Reading Room

for further information, contact Marylia Kelley, Tri-Valley CAREs (925) 443-7148

for immediate release, Wednesday, August 16, 2000

Livermore Lab "Watchdog" Group Calls For Criminal Investigation Into Cover-Up of Mega-Laser Technical Difficulties, Budget Overruns; Cites Soon To Be Released Audit of National Ignition Facility

A General Accounting Office (GAO) report, slated to be released later this week, details a "clear pattern of deceit, fraud and abuse by top management officials intent on covering up budget hemorrhages and technical problems at the National Ignition Facility" under construction at the Department of Energy's (DOE) Lawrence Livermore National Laboratory, according to a Livermore-based organization that monitors lab activities.

Over the past 8 years, Tri-Valley CAREs has studied and publicized the serious scientific, technical, budgetary, environmental and nuclear proliferation risks posed by NIF construction and operation.

"A criminal investigation is warranted. Institutions and individuals have engaged in cover-up, looked the other way and, in some cases, repeatedly lied to Congress," explained Tri-Valley CAREs' executive director, Marylia Kelley. "Further, it's we taxpayers who are continuing to pay for this fraud."

Kelley added, "A chronology of events shows that the NIF deception has involved top management at Livermore Lab, at the University of California (UC), which manages the weapons lab, and at DOE, the Livermore Lab's parent agency."

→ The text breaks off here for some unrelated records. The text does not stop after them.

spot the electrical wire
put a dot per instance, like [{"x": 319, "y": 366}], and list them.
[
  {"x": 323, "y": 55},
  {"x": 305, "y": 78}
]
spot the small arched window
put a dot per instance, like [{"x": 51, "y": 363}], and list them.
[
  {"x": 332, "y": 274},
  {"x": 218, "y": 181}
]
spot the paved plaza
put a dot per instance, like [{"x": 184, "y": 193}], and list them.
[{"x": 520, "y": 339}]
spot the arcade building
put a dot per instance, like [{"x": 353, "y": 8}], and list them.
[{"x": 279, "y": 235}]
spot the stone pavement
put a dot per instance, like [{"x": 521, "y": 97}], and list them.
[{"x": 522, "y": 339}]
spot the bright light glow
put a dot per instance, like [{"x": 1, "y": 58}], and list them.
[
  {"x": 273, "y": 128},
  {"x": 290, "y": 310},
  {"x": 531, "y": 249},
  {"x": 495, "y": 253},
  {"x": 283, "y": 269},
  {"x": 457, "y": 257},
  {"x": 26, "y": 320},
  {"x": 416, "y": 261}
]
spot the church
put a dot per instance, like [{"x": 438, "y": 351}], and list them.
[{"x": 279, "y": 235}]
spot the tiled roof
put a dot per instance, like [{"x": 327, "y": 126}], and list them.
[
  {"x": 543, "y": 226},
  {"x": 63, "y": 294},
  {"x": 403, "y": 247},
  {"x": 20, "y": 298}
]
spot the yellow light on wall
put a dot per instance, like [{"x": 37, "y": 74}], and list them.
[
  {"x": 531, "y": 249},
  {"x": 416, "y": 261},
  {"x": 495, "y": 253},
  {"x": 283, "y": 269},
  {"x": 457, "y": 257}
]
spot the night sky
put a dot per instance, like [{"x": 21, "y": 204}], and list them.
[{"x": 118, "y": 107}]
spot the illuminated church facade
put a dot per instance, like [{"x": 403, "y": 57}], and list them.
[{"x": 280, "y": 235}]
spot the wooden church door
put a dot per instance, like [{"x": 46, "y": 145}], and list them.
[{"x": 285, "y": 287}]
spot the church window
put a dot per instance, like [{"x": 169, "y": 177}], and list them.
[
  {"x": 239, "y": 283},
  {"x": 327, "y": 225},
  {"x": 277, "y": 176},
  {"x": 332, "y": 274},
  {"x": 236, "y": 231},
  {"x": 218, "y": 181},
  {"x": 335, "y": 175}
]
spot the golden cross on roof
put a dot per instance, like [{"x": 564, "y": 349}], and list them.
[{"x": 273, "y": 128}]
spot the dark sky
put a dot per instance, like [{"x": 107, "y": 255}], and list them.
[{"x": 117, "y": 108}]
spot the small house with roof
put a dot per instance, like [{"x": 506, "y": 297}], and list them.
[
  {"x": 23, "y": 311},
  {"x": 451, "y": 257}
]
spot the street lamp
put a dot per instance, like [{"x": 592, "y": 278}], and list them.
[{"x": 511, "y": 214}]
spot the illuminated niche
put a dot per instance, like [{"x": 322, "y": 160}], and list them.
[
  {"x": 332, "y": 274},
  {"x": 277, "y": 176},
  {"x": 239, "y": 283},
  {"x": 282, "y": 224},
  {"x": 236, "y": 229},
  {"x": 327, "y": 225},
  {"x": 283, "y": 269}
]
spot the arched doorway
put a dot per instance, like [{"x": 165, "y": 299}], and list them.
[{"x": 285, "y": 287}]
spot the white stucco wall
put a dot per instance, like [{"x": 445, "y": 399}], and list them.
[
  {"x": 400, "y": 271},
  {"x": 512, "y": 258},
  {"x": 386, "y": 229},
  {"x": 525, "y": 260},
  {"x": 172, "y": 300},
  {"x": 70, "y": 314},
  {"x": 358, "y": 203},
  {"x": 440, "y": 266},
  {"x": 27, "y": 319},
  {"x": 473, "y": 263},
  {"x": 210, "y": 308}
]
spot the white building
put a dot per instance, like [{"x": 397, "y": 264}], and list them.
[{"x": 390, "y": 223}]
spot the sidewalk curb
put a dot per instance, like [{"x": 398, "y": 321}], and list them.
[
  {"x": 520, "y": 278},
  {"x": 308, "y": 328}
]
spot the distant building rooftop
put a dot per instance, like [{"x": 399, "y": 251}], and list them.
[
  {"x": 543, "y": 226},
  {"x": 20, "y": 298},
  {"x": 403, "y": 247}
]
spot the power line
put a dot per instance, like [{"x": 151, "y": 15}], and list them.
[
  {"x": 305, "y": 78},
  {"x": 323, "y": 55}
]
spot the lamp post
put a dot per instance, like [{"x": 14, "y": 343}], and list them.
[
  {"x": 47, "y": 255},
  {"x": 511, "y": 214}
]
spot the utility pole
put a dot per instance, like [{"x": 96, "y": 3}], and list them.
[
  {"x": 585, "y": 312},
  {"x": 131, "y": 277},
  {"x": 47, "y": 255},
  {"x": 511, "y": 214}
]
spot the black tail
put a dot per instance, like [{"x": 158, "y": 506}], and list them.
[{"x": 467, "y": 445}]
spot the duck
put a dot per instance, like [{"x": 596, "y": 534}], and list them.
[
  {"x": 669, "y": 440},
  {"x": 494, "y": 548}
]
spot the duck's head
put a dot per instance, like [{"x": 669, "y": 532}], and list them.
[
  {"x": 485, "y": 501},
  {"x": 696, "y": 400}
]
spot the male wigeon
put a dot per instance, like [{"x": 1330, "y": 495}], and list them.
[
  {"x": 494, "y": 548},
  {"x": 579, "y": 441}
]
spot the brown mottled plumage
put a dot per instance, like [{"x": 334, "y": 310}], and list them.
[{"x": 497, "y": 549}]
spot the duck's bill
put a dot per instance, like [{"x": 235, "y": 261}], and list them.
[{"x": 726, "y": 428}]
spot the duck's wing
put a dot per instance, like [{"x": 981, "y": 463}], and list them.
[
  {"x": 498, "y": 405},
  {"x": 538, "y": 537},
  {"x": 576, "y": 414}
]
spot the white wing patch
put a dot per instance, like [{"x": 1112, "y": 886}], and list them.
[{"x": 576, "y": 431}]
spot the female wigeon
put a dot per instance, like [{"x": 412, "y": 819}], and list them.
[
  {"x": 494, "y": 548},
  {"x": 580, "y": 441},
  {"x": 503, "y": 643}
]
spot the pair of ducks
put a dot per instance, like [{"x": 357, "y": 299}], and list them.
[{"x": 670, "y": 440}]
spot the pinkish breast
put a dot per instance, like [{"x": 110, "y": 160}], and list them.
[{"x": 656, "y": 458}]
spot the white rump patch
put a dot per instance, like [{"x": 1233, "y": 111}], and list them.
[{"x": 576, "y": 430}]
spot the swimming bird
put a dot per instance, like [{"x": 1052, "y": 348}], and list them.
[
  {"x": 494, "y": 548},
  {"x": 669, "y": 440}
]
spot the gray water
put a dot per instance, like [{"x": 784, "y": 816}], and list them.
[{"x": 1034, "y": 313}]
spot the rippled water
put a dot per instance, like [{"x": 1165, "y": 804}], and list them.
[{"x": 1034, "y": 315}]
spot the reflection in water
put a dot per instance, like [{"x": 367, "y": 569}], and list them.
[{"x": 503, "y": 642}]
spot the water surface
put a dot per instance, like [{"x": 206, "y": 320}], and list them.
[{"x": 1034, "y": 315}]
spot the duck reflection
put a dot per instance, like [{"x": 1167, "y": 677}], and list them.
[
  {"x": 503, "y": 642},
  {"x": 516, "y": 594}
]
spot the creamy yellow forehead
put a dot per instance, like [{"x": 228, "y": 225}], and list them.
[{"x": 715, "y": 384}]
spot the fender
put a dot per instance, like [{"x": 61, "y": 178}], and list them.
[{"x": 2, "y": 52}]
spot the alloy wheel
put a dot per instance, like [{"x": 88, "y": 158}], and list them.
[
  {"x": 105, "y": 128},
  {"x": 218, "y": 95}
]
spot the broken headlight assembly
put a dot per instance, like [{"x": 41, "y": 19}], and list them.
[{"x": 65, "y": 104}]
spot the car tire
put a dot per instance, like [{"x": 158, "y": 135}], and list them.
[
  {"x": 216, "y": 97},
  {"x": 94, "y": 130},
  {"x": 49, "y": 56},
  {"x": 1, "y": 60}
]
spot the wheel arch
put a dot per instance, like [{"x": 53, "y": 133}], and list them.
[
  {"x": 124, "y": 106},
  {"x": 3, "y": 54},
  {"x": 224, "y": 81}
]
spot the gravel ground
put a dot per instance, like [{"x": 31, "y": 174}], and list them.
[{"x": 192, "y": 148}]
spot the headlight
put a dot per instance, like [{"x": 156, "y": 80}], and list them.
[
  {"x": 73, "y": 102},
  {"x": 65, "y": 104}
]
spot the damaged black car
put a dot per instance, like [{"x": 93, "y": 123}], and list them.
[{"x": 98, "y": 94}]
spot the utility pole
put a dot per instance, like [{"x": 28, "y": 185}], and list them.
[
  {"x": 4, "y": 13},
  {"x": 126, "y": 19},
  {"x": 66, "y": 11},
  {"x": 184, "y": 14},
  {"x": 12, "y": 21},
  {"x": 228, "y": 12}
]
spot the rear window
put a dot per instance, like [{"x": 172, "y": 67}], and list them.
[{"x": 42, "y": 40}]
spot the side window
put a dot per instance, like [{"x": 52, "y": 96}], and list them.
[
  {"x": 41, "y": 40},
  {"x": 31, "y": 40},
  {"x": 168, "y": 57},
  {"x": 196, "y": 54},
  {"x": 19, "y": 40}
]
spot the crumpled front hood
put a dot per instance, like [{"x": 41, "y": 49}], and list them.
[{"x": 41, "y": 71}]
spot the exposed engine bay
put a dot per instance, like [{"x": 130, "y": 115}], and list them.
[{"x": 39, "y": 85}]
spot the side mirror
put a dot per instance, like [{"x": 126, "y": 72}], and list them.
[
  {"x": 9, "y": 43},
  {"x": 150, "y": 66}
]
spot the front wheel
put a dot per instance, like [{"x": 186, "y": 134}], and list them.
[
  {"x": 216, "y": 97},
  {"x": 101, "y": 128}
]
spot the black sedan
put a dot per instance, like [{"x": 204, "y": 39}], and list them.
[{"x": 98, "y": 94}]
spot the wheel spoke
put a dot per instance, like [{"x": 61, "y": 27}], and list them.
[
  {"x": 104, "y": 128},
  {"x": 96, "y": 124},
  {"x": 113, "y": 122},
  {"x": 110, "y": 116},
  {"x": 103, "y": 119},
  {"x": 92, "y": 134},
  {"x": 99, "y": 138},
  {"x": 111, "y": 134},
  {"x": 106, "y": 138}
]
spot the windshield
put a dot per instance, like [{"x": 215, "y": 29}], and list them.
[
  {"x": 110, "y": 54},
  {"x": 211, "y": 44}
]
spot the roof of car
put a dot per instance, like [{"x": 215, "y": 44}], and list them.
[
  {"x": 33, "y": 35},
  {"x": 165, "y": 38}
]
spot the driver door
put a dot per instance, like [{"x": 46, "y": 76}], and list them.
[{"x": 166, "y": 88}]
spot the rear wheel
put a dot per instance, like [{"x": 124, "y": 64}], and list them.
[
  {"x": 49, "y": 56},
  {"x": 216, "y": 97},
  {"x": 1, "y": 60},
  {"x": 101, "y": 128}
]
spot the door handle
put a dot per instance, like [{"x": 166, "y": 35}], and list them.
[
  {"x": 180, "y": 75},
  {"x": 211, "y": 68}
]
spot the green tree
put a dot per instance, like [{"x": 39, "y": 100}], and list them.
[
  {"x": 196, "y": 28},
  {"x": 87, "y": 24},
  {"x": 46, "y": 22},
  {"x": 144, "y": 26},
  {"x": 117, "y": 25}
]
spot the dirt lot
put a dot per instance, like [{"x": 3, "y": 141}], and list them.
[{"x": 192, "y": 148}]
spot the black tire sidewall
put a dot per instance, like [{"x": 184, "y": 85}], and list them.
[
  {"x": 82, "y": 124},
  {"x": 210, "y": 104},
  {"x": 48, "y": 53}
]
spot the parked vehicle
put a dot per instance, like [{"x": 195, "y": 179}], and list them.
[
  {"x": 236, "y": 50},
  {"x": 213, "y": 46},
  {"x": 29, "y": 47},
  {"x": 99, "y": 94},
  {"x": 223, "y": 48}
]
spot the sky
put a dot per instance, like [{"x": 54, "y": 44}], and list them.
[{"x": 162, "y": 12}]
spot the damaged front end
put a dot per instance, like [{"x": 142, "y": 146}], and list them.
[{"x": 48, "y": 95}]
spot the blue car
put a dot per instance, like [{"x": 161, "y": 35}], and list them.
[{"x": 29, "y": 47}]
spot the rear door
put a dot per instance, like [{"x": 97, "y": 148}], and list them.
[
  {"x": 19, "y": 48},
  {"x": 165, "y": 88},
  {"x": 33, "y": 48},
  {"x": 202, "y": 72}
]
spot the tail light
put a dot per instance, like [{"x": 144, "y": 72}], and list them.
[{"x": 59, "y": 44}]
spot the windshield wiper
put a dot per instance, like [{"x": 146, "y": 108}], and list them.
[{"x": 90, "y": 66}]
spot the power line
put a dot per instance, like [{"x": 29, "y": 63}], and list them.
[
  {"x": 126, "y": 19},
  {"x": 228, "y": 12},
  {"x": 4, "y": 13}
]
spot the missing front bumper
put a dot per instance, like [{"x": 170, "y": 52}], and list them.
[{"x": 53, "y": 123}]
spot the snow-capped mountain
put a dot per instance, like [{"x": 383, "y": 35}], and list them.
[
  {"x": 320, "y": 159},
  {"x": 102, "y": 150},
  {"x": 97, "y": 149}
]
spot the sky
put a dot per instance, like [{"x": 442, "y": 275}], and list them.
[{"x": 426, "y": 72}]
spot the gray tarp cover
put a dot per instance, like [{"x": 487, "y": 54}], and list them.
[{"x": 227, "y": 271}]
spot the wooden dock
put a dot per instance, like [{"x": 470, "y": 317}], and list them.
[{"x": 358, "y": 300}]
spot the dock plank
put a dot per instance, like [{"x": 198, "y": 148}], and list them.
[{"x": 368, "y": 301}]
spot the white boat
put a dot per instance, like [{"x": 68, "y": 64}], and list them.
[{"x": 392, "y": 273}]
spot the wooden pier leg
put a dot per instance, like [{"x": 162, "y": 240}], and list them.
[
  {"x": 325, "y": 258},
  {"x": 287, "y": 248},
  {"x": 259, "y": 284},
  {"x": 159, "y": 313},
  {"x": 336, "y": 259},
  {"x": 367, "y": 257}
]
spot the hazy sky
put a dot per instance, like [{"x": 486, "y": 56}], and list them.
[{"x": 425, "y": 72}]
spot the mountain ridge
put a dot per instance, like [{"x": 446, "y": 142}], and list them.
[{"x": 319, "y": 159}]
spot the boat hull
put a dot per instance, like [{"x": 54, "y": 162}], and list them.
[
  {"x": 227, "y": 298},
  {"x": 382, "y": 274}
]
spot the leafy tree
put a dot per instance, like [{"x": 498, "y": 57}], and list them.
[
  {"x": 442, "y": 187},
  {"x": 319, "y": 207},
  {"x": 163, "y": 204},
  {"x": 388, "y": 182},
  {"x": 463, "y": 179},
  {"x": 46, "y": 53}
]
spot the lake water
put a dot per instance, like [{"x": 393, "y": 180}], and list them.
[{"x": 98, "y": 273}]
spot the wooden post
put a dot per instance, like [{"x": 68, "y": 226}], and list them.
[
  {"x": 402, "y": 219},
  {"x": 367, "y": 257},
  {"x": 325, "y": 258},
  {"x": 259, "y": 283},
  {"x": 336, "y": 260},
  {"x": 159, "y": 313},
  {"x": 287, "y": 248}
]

The federal auditors found that Livermore Lab and DOE edited a report on NIF before sending it to Congress -- and touted it as the work of an "outside" analysis giving NIF rave reviews. Moreover, Livermore Lab and DOE management displayed a similar, long-time pattern of dominating scientific panels with their own staff, while publicizing the results as "independent."

The GAO report also describes how DOE and Livermore Lab lowballed NIF's costs. Officials say they lied to Congress from day one "in the belief that the Congress would not fund NIF at a higher cost," and that they allowed their personal feelings regarding NIF's importance to a single laboratory to overshadow their concerns about presenting Congress with an "unrealistic budget" for the project.

Further, the GAO audit presents a litany of spiraling technical difficulties, cost overruns and schedule slippages. For example, the report shows that in mid-1998 Livermore Lab management and others suspected that NIF was over budget. Before the year's end, laser officials had confirmed that NIF's cost overrun was substantial and that construction would fall behind schedule. Still, the following year, Livermore Lab's director testified twice before Congress that NIF was "on budget and schedule."

DOE now admits that NIF's construction schedule has slipped more than a half-decade, from 2002 to the 2008 "timeframe," with the first ignition experiments to commence two years after that -- in 2010.

The GAO report looks at NIF's pre-completion costs and says they will top $3.9 billion, approximately double earlier DOE projections. Moreover, the report states that "technical uncertainties persist," and therefore costs could continue to rise.

"The NIF scandal continues as DOE, UC and Livermore Lab officials publicly discount serious technical uncertainties and a still-spiraling budget," Kelley charged. "It's high time that Congress acts to restrain the project. A criminal investigation into potential lawbreaking is called for here, not further construction."